Posted by PITHOCRATES - March 18th, 2014

History 101

By 1300 the Mongol Golden Horde took all of Kievan Rus

Vladimir Putin took Crimea from Ukraine.  Because he said the people there are more Russian than Ukrainian.  The people there wanted to be a part of Russia instead of Ukraine.  And that the land historically has belonged to Russia.  But that’s not true.  Yes, if you go back in time the land was Russian.  But if you go further back it wasn’t.  In fact the borders of Eastern Europe have changed so much that today’s borders bear little resemblance to what they have been over time.  You can watch 1,000 years of this change play out in a video on Loiter.co (see Watch as 1000 years of European borders change).  We’ll recap some of the changes in century intervals.

In the early 1100s the Western Roman Empire was gone.  In its place was the Holy Roman Empire stretching from central Italy to the North Sea.  Spain was mostly Muslim.  France was taking shape.  The Eastern Roman Empire (the Byzantine Empire) was still in modern day Turkey, Greece and the Balkans.  Going north there was Hungary.  Then Poland.  And Lithuania.  To the east of these countries was the large expanse of Kievan Rus.  Modern day Ukraine, Belarus and western Russia.  And the Crimea was held by the Turkic Cumans.  But this land would change hands many times in the centuries to come.

By 1200 the Byzantine Empire moved further north into the Balkans.  While the Muslims moved into Byzantine territory from the south.  Hungary, Poland and Lithuania adjusted their borders slightly.  The Holy Roman Empire pushed further west in Europe.  The Cumans pushed into southern Kievan Rus.  While Kievan Rus moved south between the Black and Caspian seas.  By 1300 the Mongol Golden Horde (northwest part of the Mongol Empire) took all of Kievan Rus.  Hungary pushed out her borders while Poland shrank hers.  With East Prussia taking her northern lands.  Lithuania reshaped her borders in part to East Prussia.  The Byzantine Empire was reduced to a small area of the southern Balkans.  The Mongols were in Crimea.

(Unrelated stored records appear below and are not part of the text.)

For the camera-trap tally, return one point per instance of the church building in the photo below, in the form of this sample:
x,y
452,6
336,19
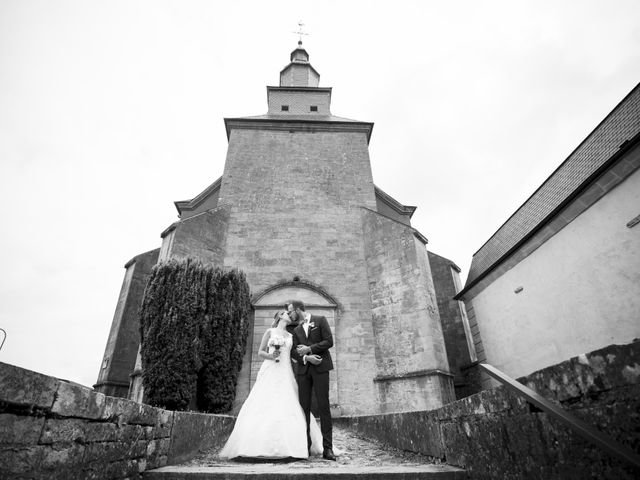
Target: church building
x,y
561,277
297,210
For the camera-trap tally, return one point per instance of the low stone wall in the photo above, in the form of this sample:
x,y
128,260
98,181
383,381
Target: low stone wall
x,y
496,434
53,429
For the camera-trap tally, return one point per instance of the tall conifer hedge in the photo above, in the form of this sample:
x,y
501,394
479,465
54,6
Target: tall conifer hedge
x,y
194,323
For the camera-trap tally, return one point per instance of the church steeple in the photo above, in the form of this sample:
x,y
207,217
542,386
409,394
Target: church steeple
x,y
299,73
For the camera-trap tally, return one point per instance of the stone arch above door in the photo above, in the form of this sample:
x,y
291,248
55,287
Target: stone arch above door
x,y
276,295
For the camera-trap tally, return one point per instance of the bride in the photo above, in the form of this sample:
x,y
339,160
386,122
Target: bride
x,y
271,423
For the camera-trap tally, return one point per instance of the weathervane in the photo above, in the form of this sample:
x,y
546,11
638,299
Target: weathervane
x,y
300,32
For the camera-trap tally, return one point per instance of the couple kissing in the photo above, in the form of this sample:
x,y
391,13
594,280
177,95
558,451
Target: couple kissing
x,y
275,420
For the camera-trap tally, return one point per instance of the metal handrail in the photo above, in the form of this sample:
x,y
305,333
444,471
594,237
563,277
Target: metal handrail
x,y
603,440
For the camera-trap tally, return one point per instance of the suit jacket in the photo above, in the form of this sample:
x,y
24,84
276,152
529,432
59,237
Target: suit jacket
x,y
319,339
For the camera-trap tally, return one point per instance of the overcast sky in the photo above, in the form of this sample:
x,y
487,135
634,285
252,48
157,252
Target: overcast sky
x,y
112,110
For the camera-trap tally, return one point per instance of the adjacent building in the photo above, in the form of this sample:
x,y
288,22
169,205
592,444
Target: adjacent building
x,y
561,277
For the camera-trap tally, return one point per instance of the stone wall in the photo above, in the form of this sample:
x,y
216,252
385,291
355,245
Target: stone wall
x,y
54,429
124,337
496,434
411,362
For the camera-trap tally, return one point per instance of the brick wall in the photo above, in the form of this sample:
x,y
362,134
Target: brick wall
x,y
496,434
53,429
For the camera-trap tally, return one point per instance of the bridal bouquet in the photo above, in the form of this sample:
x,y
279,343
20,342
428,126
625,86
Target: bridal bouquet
x,y
276,342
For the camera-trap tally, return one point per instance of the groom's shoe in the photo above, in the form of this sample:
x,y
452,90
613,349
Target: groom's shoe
x,y
328,454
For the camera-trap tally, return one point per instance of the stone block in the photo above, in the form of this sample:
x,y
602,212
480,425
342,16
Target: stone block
x,y
19,460
63,430
25,387
63,455
143,414
194,432
20,429
78,401
105,452
598,371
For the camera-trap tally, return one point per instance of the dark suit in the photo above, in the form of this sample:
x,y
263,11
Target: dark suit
x,y
315,377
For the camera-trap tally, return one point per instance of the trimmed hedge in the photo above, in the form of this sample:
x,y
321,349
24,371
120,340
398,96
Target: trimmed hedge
x,y
194,323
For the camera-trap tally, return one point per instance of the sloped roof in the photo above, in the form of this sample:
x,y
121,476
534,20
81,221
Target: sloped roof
x,y
308,118
620,126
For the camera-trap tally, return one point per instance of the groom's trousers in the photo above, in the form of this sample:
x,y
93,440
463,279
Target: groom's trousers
x,y
319,383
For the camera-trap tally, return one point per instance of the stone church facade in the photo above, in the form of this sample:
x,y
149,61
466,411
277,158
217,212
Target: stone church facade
x,y
298,211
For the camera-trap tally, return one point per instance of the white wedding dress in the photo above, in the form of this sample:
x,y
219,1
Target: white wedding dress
x,y
271,422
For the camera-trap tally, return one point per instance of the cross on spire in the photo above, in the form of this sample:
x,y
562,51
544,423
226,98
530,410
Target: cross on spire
x,y
300,32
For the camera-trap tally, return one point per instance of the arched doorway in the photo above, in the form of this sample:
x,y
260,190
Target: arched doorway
x,y
317,302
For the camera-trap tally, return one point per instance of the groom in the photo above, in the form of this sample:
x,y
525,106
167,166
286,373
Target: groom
x,y
312,340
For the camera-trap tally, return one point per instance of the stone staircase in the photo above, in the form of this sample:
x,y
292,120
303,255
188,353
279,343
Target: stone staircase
x,y
358,458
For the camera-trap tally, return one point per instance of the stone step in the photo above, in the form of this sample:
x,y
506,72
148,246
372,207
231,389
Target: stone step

Russia, Prussia and Hungary reduced Poland to the Grand Duchy of Warsaw by 1800

By 1400 the Ottoman Empire had replaced the Byzantines in the Balkans.  Hungary adjusted her borders a little.  East Prussia remained the same.  Poland and Lithuania had joined in a commonwealth and pushed their border south and east.  Into the lands that were once Kievan Rus.  Except for Crimea and the area just north of Crimea.  Pushing the Mongols east.  As the Republic of Novgorod and Muscovy pushed down on the Mongols from the north.  By 1500 the Ottoman Empire pushed further into southern Europe.  Into Hungary.  Crimea.  And Poland-Lithuania.  Which pushed north into East Prussia.  While Russia replaced the Republic of Novgorod and Muscovy and pushed south into Poland-Lithuania.

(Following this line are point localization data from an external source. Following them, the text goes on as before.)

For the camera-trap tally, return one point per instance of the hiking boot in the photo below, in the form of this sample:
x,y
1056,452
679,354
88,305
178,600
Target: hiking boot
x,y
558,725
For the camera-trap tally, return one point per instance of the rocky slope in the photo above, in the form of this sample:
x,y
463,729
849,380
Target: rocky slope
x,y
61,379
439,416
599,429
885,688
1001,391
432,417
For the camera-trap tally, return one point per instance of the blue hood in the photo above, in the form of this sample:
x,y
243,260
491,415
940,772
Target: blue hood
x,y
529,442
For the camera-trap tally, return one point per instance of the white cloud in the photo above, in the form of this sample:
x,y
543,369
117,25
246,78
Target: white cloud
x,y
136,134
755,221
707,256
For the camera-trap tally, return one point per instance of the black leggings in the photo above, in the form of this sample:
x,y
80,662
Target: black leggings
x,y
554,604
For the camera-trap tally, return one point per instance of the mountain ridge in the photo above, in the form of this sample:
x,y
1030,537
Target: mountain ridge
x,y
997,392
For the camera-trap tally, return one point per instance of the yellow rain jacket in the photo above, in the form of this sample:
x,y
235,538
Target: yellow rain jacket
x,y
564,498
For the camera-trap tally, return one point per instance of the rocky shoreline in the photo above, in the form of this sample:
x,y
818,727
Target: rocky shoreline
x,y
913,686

By 1600 the Ottoman Empire adjusted her northern borders a little.  Poland replaced the Poland-Lithuania Commonwealth.  And pushed her border slightly east into Russia.  Russia pushed her southern border to the Caspian Sea.  Sweden was across the Baltic Sea into modern day Finland and Estonia.  On Russia’s most western border.  By 1700 Hungary had pushed the Ottoman Empire back into the Balkans.  Prussia formed on the Baltic Sea west of Poland.  With East Prussia to the east of Poland on the Baltic Sea.  The Russian Empire pushed west to the Baltic Sea.  Pushing the Swedes out of Estonia and part of Finland.  Russia had also pushed south through Lithuania and pushed deep into Poland.  The Ottoman Empire was still on the northern side of the Black Sea at Russia’s southern border.

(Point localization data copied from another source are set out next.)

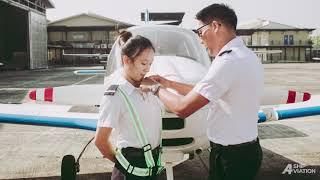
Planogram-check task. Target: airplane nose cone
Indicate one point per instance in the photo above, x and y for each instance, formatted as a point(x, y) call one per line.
point(32, 95)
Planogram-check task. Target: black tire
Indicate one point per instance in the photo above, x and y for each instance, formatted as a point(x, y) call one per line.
point(68, 168)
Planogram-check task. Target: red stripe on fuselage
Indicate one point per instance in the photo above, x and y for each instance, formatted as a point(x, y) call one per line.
point(291, 97)
point(48, 92)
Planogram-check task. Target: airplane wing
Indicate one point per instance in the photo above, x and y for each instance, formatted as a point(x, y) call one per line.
point(97, 55)
point(47, 115)
point(62, 116)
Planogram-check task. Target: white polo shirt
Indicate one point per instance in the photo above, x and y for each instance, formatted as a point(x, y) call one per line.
point(233, 86)
point(114, 113)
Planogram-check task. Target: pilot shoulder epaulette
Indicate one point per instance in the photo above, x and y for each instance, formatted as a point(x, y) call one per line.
point(225, 52)
point(111, 90)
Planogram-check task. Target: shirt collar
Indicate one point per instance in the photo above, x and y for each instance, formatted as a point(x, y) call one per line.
point(126, 85)
point(237, 41)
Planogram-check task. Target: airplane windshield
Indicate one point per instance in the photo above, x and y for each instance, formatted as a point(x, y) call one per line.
point(172, 43)
point(167, 41)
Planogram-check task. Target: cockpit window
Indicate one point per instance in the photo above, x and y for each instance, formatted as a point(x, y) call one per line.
point(167, 41)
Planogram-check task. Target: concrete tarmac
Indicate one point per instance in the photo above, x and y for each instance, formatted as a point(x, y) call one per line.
point(33, 152)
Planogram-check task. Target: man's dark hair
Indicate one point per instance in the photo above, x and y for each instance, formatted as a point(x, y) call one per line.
point(220, 12)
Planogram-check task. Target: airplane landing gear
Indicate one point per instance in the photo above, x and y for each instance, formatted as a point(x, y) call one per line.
point(70, 167)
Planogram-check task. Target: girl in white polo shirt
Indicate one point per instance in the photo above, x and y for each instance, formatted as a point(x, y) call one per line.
point(121, 106)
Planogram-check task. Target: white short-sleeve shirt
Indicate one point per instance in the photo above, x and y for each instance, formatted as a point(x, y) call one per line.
point(114, 114)
point(233, 86)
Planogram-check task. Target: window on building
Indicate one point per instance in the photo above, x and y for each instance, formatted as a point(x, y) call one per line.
point(286, 40)
point(291, 42)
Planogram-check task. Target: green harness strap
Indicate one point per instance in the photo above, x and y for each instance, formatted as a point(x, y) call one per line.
point(135, 119)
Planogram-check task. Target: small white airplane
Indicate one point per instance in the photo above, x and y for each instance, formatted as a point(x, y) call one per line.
point(179, 56)
point(96, 56)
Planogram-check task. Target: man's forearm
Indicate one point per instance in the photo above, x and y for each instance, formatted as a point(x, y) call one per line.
point(181, 88)
point(170, 100)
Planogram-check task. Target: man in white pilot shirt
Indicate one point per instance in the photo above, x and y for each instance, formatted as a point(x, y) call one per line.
point(231, 88)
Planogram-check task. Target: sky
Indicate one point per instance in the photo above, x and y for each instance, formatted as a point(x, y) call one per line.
point(298, 13)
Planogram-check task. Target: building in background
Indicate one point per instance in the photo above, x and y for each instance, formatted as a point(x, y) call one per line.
point(295, 43)
point(85, 33)
point(23, 37)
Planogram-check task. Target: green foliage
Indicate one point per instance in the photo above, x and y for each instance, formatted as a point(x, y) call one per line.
point(316, 41)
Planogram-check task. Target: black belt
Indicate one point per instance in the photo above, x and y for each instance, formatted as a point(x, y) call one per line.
point(215, 145)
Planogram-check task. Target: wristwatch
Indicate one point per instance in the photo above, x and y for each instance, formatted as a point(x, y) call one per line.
point(155, 88)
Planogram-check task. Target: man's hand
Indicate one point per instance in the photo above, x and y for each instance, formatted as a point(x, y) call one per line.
point(159, 79)
point(145, 88)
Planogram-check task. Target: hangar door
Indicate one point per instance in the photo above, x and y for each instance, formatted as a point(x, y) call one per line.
point(14, 45)
point(38, 40)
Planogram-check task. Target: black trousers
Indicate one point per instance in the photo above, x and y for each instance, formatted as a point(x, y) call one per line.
point(234, 162)
point(136, 158)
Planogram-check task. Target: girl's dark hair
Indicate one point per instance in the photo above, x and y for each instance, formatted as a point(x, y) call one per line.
point(133, 46)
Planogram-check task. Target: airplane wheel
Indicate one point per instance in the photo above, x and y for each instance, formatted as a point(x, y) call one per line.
point(68, 168)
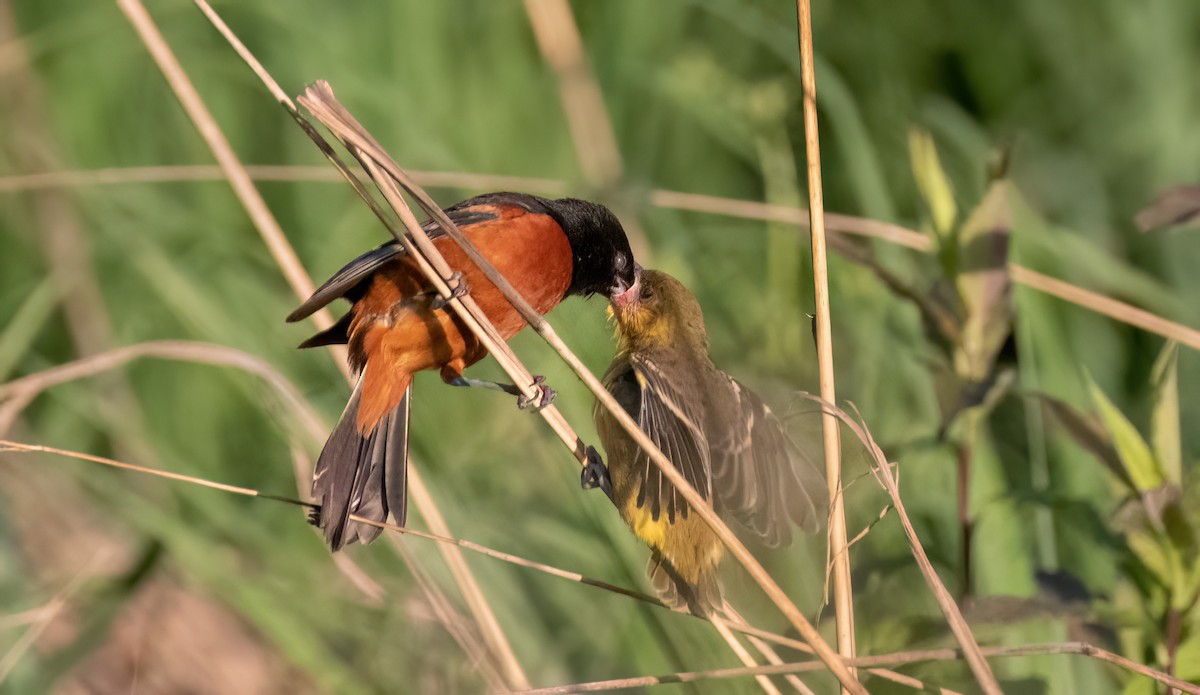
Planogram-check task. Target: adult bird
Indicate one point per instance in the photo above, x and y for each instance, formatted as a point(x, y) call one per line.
point(399, 325)
point(718, 433)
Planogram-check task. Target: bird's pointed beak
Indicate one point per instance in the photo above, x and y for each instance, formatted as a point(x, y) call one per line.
point(622, 294)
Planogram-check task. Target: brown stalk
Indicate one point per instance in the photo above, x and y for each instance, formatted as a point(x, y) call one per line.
point(900, 658)
point(882, 469)
point(372, 156)
point(437, 599)
point(1108, 306)
point(843, 591)
point(869, 663)
point(64, 243)
point(835, 223)
point(119, 175)
point(743, 654)
point(787, 215)
point(303, 286)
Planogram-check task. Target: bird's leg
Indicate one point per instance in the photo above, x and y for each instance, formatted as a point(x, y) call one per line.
point(595, 473)
point(457, 288)
point(545, 395)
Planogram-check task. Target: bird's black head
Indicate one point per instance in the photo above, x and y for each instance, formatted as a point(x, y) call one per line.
point(603, 261)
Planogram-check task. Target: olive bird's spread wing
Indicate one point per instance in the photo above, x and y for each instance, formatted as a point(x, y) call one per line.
point(760, 477)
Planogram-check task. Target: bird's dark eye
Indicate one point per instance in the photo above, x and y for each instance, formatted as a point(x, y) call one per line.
point(619, 262)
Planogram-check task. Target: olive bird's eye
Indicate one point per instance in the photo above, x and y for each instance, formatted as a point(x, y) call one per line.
point(619, 262)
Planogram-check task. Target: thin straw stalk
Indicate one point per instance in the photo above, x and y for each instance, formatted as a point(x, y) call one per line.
point(293, 270)
point(843, 591)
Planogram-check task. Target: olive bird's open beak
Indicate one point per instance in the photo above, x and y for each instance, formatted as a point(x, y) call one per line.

By 1800 the Russian Empire had pushed their southern border all the way to the Black Sea.  Pushing the Ottoman Empire back.  The Russians also pushed their southern border further south between the Black and Caspian seas.  They pushed west through modern day Finland to the sea.  They pushed their western border through half of what was Poland.  Hungary pushed north into what was Poland.  Prussia and East Prussia joined together, taking land from Poland on the Baltic Sea.  Russia, Prussia and Hungary left little of Poland.   What was left of her lands became the Grand Duchy of Warsaw.

Vladimir Putin has said one of the Greatest Catastrophes of the 20th Century was the Collapse of the Soviet Union

By 1900 the Ottoman Empire was pushed almost completely out of the Balkans.  Greece and Bulgaria were now on the lands the Ottomans once held.  Russia pushed their southern border between the Black and Caspian seas further into the Ottoman Empire.  Hungary pushed her southern border to Greece and Bulgaria.  And west into Austria (which would later form the Austria-Hungary Empire).  The Germanic states had formed into a greater Germany that stretched from France to Russia.  Absorbing the Grand Duchy of Warsaw.  And even pushing into Russia’s western border.

Then came World War I.  And afterwards the borders of Europe were greatly changed.  The Austria-Hungary Empire was broken into Romania, Yugoslavia, Austria, Hungary and Czechoslovakia.  The eastern half (approximately) of the greater Germany was given to a reconstituted Poland.  With East Prussia bordering Poland on the north and separated from Germany (Hitler’s opening shots in World War II was to recover this lost territory).   To the north of Poland and East Prussia were Lithuania, Latvia and Estonia.  Russia was now the Soviet Union with her western border pushed slightly back from where it was before World War I.  Bordering Estonia, Latvia, Poland and Romania in the west.  And pushed back out of Finland.  The Soviet southern border between the Black and Caspian seas was pushed back a little.  And Turkey replaced what was left of the Ottoman Empire.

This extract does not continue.